I am distracted by Kimmy walking back to the hostess stand. “Three kids,” I say absentmindedly. “I literally cannot imagine.”
“Well, some people take to it better than others,” Alice says and I feel a little resentful at the implication.
Honey takes a soft gold-wrapped square of butter from the bowl next to the basket of dense white bread and mashes it onto her salad plate. I’m suddenly aware of the lingering upset of my stomach and the pounding of my head. “What am I going to do,” I say to Alice helplessly.
“Order your prime rib,” she says kindly.
A teenage boy comes to wait on us and we order. I ask for the inevitable Sierra Nevada which I am suddenly desperate for and Alice asks for a glass of red wine.
“So how much longer are you planning to be on the road,” I ask Alice, while Honey tears up her bread and stuffs it into her mouth.
“Well, the map says it’s just a few more hours to the place I’m trying to get to.”

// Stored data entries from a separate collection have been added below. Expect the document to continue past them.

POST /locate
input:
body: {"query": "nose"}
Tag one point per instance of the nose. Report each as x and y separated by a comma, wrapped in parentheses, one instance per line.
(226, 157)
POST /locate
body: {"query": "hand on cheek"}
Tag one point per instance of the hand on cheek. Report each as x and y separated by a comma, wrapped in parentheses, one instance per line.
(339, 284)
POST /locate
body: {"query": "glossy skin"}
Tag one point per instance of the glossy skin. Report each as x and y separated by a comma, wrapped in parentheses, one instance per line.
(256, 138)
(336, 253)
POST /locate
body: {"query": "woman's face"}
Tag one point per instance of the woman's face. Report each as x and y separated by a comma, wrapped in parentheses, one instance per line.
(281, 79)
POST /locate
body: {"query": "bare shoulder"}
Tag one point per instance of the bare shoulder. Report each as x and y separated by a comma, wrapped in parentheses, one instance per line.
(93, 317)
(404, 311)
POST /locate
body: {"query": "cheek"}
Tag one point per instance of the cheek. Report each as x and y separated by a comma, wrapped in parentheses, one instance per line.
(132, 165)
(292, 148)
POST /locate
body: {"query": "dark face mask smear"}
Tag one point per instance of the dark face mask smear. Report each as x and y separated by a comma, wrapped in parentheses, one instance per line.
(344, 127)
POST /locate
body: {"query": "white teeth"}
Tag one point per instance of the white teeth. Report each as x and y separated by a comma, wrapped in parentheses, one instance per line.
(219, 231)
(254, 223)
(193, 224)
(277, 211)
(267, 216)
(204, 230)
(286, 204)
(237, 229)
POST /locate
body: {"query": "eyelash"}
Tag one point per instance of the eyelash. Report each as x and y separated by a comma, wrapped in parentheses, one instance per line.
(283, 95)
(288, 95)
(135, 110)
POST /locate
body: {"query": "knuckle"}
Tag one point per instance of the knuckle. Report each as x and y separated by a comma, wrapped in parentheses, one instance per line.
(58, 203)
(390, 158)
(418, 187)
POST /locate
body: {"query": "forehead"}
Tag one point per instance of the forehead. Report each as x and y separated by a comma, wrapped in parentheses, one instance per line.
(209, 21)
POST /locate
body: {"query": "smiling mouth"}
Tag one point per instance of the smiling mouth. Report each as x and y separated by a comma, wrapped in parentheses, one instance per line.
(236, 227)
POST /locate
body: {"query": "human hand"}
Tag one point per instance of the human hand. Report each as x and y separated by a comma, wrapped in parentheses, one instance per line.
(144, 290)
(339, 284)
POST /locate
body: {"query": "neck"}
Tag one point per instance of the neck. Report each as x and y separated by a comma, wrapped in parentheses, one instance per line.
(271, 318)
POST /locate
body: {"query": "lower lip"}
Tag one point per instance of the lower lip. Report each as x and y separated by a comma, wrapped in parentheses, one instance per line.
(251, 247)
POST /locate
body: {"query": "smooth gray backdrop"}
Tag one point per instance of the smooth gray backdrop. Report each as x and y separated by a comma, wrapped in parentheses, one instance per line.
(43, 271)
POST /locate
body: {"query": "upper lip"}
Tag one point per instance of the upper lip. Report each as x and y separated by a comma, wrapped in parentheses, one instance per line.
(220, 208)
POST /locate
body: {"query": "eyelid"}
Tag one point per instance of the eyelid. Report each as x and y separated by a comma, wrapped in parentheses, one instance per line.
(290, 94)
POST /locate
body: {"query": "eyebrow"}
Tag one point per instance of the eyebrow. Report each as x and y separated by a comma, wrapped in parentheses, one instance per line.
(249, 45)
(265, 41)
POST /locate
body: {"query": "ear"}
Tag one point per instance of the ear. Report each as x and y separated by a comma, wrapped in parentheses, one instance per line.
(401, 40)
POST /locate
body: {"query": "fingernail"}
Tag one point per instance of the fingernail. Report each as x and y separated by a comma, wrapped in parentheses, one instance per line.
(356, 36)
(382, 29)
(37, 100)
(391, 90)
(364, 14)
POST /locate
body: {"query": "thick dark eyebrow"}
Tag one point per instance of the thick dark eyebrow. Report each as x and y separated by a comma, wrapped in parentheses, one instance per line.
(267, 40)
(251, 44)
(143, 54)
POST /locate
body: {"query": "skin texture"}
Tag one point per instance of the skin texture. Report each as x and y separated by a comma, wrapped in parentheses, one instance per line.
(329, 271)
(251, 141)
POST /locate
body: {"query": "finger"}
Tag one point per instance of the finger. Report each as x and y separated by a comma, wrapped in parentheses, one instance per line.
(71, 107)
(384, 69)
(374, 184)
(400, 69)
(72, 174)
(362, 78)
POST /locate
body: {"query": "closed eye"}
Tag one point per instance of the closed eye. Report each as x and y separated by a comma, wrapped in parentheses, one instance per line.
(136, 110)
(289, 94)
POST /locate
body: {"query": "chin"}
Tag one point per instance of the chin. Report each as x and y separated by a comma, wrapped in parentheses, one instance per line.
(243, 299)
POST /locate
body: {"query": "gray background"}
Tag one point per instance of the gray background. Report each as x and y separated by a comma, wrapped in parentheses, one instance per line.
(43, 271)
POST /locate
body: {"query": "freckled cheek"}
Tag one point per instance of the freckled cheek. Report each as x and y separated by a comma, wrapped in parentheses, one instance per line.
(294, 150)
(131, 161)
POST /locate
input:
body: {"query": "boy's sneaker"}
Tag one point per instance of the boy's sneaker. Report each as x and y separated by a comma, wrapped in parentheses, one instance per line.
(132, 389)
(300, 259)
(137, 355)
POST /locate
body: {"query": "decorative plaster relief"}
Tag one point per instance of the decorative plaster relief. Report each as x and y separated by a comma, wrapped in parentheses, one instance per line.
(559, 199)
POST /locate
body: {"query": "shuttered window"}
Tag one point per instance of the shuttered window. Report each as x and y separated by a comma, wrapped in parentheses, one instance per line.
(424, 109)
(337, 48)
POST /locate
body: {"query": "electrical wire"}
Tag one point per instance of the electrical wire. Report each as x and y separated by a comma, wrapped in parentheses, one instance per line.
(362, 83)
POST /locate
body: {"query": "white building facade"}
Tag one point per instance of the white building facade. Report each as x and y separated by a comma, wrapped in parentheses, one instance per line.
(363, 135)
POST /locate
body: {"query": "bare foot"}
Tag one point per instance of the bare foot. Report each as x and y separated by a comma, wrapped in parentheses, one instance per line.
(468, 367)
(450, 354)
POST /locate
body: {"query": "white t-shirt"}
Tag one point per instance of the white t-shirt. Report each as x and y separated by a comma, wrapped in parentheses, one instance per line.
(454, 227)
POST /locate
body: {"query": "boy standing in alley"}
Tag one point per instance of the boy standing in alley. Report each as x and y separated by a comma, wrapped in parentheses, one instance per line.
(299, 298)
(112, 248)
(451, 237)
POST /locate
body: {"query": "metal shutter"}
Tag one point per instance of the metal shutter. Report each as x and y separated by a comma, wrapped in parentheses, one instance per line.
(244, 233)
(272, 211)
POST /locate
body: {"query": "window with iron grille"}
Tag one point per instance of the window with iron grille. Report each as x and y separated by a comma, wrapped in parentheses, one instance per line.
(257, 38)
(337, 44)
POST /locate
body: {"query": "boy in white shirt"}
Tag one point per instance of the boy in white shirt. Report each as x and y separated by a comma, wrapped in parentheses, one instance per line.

She looks out the window. “I’ve been stalling. It hurts so much to drive honestly, I’m not sure what to do.”
“And then you’re supposed to drive all the way back once you’ve gotten there?”
“Something like that,” she says. Honey grabs a fistful of the polyester tablecloth and yanks, and I put both hands on the surface of the table to stabilize it and say, “We don’t do that,” while keeping one eye on Alice.
“The last day before I got here I could hardly stand an hour in the car.” She looks at her little bird wrist and gnarled hands. I remember that I left my child unattended with a ninety-two-year-old woman all morning and the chorus unfit mother unfit mother resumes in my head. I pull Honey’s hand away from her mouth into which she is trying to stuff a piece of bread. “Slowly, please,” I say, and she pulls free and jams the bread in.
“Ha,” Alice says drily.
“What are you going to do, then?”
The food arrives, the expected enormous slab of prime rib hanging off my plate, run through with stringy fat. Honey starts flapping her arms and saying “Heh heh eh eh” and lunges over to scrabble her fingers across the surface of the meat. “Wait just a minute please, Honey. Please be patient. Please do good listening,” etc. etc. I cut some little tiny pieces and put them onto her plate and she starts shoveling them into her mouth forming a meat wad and then spitting it out. A really uninspired salad is set down in front of Alice, cubes of cheese and kidney beans from the can on iceberg lettuce.
“So really, how are you going to get back?”
“Well,” she says. “Mark and Yarrow and I had talked about one of them flying out to drive me back. Or fly me back. Or some combination of things.” She rummages around in her leather purse and pulls out a burner cell phone.
“I call them every day with this,” she says. “Tell them where I am and assure them I’m eating and taking my medicine.” She rolls her eyes.